The obvious question to ask is: Why a NASA press release on February 4, when the suite of aircraft experiments, which began last fall, continues on through the end of March? NASA's explanation is somewhat disingenuous. They felt they had to warn the public of an "ever increasing danger of ozone depletion."
A more likely explanation--and less charitable--is that if NASA waited until the end of the experiment and did not find an ozone hole, any announcement would immediately lose its publicity value. By holding out the possibility, however slim, that a hole might develop, the NASA project could improve its budget outlook and perhaps even have a policy impact. NASA's game plan has proven successful. (Shortly after the announcement, the "threatening" chlorine values dropped by 75 percent. Now the winter is over and there has been no Arctic ozone hole.)
An interview in Science News with the principal project scientist, Harvard Professor James Anderson, showed how NASA was hedging its bets. Without a viable theory, the best that Anderson could do was speculate that there will be a hole during "some year in the near future," perhaps in the next decade. He's probably right--if the temperature in the Arctic stratosphere ever falls low enough, comparable to that of the Antarctic.

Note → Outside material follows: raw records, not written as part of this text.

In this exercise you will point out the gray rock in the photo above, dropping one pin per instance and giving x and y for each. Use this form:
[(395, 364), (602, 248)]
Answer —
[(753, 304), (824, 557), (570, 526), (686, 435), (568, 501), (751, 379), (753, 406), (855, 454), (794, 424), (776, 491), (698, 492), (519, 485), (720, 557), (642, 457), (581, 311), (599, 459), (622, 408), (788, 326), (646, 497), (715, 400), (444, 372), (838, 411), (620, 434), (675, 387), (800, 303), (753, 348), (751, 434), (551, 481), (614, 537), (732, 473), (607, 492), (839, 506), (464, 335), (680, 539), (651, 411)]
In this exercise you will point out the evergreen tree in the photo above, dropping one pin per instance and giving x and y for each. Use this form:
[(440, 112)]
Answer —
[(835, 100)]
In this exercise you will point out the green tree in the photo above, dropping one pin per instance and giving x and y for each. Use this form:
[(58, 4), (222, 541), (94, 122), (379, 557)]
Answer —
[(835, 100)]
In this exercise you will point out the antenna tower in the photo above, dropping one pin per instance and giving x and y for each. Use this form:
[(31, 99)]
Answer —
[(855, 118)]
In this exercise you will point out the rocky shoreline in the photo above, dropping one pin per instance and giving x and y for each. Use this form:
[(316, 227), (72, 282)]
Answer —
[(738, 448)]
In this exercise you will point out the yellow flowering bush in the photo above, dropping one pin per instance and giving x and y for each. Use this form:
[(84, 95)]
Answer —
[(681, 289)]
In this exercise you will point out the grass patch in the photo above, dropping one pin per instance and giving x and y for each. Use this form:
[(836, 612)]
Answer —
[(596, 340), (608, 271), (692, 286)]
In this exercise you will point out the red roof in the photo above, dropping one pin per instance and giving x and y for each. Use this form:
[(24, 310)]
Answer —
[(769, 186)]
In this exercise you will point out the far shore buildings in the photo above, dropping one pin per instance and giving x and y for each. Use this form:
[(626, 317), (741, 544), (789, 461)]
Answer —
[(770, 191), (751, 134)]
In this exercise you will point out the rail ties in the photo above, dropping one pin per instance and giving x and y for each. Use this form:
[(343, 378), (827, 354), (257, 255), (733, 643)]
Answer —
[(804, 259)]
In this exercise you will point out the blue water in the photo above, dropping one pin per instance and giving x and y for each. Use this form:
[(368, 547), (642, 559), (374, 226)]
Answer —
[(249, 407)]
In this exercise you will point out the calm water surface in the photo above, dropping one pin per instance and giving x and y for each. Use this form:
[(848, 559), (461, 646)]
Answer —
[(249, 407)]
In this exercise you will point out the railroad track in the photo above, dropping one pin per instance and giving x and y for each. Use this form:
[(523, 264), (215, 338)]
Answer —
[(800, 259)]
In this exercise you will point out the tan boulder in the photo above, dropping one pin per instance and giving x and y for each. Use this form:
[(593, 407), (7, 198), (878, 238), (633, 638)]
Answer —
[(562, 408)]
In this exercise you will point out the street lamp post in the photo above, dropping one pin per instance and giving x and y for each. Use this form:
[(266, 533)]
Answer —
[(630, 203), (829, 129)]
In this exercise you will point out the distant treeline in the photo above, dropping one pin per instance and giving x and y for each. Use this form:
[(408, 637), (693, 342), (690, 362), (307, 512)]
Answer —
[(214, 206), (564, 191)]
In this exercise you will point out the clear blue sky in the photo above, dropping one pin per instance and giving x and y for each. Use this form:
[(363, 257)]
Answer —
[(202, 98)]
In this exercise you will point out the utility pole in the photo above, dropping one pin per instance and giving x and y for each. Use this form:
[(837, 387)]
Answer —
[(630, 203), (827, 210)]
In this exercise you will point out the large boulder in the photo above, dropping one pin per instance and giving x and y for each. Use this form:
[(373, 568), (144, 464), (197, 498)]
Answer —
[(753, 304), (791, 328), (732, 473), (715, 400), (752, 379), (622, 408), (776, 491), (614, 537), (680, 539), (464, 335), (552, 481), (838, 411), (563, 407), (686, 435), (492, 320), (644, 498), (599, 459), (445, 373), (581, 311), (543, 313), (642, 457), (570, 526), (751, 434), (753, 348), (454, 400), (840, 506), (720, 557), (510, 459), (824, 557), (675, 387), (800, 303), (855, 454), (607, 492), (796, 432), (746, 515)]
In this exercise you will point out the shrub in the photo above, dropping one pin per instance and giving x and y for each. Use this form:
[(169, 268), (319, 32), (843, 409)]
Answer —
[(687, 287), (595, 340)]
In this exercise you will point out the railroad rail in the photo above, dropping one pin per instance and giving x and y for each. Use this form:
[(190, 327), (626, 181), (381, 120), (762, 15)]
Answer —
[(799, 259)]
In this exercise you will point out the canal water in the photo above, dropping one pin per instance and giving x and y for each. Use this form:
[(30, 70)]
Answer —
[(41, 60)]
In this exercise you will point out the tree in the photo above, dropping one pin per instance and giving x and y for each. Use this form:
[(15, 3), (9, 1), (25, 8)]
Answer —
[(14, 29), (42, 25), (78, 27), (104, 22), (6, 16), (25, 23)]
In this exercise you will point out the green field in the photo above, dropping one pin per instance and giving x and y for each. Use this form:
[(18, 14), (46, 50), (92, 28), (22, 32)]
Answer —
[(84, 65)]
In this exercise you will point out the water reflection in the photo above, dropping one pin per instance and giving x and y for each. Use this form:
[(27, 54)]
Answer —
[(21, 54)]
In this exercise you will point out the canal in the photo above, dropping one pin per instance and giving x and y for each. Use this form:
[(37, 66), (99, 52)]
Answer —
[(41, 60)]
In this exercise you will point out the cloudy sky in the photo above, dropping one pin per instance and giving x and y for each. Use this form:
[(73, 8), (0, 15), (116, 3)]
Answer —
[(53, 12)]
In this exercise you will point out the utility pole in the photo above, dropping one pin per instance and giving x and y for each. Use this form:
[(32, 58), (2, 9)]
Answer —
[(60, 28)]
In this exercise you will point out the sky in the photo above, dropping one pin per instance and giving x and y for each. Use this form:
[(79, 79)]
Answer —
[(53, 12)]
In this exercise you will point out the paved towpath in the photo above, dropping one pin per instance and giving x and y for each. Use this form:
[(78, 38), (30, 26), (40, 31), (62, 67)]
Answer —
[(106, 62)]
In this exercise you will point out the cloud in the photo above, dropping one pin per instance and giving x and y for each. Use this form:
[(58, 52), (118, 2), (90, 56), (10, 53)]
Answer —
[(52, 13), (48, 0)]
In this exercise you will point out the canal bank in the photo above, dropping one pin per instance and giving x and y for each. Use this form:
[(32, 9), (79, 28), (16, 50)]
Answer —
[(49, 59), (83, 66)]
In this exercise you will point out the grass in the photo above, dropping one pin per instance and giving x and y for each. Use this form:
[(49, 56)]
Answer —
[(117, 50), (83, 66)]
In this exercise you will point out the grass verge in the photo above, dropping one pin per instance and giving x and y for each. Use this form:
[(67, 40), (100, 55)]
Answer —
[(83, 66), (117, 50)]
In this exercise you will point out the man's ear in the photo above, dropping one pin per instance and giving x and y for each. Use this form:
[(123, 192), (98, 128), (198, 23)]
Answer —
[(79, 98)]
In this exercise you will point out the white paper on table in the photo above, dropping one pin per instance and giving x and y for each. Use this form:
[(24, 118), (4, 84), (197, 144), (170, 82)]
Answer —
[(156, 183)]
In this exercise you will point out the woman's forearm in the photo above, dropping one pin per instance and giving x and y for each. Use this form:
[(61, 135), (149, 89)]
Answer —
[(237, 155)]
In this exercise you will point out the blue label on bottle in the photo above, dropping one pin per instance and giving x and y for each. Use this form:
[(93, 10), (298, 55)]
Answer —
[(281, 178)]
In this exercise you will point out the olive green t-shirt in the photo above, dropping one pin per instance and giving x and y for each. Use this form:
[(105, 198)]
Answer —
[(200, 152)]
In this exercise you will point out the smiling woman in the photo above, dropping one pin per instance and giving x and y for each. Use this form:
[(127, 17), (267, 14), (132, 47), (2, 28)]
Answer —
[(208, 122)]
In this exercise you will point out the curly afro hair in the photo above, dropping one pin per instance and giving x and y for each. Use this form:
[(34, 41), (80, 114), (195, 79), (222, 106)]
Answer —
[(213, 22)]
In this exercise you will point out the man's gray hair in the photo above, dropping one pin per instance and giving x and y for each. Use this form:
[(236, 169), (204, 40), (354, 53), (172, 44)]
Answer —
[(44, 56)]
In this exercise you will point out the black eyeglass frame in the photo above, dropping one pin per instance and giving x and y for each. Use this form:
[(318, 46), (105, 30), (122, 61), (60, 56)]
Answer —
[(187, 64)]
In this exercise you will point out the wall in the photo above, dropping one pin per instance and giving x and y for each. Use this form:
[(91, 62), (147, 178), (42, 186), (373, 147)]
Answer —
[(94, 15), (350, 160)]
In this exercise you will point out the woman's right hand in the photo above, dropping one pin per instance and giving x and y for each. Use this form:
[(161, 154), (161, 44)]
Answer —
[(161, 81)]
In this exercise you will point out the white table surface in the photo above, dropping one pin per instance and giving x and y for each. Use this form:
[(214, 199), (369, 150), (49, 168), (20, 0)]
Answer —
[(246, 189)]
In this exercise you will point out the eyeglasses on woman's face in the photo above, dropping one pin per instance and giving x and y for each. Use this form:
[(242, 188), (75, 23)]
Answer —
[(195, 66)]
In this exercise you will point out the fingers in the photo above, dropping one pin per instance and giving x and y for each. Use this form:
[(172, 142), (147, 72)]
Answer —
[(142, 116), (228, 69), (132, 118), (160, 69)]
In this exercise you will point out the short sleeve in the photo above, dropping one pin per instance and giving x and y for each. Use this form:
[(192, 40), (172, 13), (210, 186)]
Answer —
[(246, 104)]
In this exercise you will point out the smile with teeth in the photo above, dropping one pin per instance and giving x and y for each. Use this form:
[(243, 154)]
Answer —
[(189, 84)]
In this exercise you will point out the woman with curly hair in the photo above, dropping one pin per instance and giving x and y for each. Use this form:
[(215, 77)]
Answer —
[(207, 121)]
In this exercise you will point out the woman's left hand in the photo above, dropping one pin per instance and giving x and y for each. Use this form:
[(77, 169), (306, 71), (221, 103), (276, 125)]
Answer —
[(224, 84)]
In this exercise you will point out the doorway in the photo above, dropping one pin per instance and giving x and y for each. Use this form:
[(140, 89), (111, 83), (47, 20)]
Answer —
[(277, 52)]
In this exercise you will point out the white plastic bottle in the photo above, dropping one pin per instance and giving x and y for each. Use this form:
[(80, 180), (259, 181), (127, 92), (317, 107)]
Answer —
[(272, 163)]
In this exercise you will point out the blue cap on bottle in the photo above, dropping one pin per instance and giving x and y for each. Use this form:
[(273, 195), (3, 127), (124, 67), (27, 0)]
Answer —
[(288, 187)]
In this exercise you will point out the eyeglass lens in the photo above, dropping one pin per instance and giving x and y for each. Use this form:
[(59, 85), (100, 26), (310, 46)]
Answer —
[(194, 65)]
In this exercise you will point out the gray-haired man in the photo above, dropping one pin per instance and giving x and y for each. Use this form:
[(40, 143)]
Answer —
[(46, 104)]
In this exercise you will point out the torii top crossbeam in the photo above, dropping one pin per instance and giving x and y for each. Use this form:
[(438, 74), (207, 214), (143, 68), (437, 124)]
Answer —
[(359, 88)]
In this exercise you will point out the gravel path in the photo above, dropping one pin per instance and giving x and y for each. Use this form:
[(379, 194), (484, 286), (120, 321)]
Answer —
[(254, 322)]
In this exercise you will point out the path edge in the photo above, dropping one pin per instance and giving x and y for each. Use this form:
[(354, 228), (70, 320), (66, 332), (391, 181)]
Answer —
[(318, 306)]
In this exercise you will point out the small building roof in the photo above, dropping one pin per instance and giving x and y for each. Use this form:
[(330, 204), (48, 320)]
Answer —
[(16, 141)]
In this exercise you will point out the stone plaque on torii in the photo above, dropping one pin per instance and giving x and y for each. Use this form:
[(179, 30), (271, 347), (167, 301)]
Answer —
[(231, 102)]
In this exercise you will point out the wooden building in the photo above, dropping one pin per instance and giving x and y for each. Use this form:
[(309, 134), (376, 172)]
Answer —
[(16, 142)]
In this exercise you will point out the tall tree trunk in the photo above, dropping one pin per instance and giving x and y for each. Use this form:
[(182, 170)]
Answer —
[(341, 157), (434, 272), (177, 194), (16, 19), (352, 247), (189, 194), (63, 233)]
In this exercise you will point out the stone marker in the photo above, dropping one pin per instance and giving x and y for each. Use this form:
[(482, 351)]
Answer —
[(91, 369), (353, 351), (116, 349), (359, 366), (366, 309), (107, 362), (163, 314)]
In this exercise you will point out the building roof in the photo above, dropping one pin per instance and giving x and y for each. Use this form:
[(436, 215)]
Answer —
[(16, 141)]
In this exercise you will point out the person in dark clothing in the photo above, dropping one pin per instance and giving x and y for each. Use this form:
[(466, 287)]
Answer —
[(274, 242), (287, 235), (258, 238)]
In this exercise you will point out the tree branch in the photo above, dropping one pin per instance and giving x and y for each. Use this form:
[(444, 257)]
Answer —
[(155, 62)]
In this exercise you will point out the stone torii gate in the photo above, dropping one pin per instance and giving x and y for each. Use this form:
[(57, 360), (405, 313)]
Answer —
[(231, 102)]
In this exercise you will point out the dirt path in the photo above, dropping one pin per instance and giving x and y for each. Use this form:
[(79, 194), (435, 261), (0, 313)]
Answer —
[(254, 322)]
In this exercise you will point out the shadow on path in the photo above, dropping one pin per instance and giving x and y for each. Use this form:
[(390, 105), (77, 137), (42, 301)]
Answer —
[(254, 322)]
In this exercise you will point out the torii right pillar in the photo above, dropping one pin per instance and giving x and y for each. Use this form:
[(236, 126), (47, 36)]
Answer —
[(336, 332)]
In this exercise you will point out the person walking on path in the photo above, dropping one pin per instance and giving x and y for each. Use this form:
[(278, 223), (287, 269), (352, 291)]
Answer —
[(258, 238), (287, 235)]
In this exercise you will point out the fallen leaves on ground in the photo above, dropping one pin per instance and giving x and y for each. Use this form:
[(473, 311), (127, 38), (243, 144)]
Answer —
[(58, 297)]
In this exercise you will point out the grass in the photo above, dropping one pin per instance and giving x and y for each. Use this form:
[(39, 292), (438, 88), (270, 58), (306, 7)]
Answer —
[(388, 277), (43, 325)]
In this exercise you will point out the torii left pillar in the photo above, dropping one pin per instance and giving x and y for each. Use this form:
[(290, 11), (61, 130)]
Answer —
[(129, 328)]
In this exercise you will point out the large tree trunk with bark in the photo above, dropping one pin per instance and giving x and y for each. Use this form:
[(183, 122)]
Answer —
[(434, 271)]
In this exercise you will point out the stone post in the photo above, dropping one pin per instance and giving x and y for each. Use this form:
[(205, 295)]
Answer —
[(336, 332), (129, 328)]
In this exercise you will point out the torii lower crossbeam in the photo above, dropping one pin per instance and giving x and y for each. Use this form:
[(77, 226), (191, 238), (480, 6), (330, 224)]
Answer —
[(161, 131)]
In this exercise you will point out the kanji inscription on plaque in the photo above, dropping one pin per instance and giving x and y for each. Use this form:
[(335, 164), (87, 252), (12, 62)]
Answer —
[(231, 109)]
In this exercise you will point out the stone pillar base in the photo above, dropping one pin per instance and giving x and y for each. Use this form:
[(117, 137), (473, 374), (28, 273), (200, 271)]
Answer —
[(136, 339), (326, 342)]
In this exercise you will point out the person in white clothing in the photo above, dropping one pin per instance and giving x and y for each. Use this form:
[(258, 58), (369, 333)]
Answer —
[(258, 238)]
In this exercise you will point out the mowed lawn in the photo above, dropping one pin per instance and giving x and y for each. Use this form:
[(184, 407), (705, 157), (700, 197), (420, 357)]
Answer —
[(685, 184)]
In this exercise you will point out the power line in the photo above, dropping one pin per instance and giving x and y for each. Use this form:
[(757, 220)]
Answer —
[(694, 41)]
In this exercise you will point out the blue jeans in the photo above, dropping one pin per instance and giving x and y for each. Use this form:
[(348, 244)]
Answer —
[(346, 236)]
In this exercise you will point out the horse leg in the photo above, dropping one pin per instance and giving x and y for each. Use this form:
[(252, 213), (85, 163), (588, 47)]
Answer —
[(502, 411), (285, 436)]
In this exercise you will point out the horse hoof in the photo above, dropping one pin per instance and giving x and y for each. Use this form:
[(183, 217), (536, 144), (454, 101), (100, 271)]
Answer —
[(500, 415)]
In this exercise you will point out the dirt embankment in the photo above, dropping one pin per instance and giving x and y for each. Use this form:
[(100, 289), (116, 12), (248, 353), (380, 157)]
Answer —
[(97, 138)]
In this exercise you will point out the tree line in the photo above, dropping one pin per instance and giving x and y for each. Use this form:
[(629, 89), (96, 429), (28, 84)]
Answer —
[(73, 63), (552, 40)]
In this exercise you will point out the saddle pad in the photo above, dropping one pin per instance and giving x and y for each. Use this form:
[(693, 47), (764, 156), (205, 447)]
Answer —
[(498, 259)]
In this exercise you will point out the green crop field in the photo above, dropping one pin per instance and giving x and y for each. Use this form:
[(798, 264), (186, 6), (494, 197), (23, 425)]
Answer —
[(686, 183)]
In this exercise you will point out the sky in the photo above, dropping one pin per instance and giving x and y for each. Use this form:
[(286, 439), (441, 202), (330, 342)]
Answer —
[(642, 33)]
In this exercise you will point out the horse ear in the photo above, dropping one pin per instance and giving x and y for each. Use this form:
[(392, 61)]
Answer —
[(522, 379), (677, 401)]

One of the regrettable effects of panicky decision-making based on press releases is that it generally has severe economic consequences. Members of Congress are beginning to ask if those two weeks between the peak observation and the NASA announcement allowed enough time for independent scientific scrutiny, and for coordination of an accelerated CFC phase-out with all of the affected industries and government agencies. Has the White House fully considered whether CFC substitutes will be readily available after the unilateral phase-out in 1995? Will the substitutes be as non-toxic, non-carcinogenic, non-flammable, non-corrosive, and efficient as CFCs?
Some of the substitutes now being tested have produced tumors in rats; others have proven to be flammable in kitchen refrigerators. Many of them will require that existing equipment, currently worth over $135 billion in the US alone, be modified or replaced. And how will all of this impact on competitiveness, relative to countries that are not accelerating their CFC phase- out?
In any case, don't look to CFC phase-out as the solution to the putative ozone problem. Environmental activists are already clamoring for the early elimination of CFC substitutes--because they are not sufficiently "ozone-friendly."
One last item--a scientific nugget. A research paper by two Belgian scientists, now in press in the prestigious Journal of Geophysical Research, appears to demonstrate that the frequently claimed ozone depletion, based on global data from surface stations over the last 30 years, disappears completely when one corrects for the interfering effects on the measurements by atmospheric sulfur dioxide. (Such a finding would be consistent with studies that have shown a decreasing trend in UV radiation at the earth's surface.)
If confirmed by other experimenters, this discovery would throw all of our fears about ozone depletion into a cocked hat. As they say in the Alar business, how do you like them apples?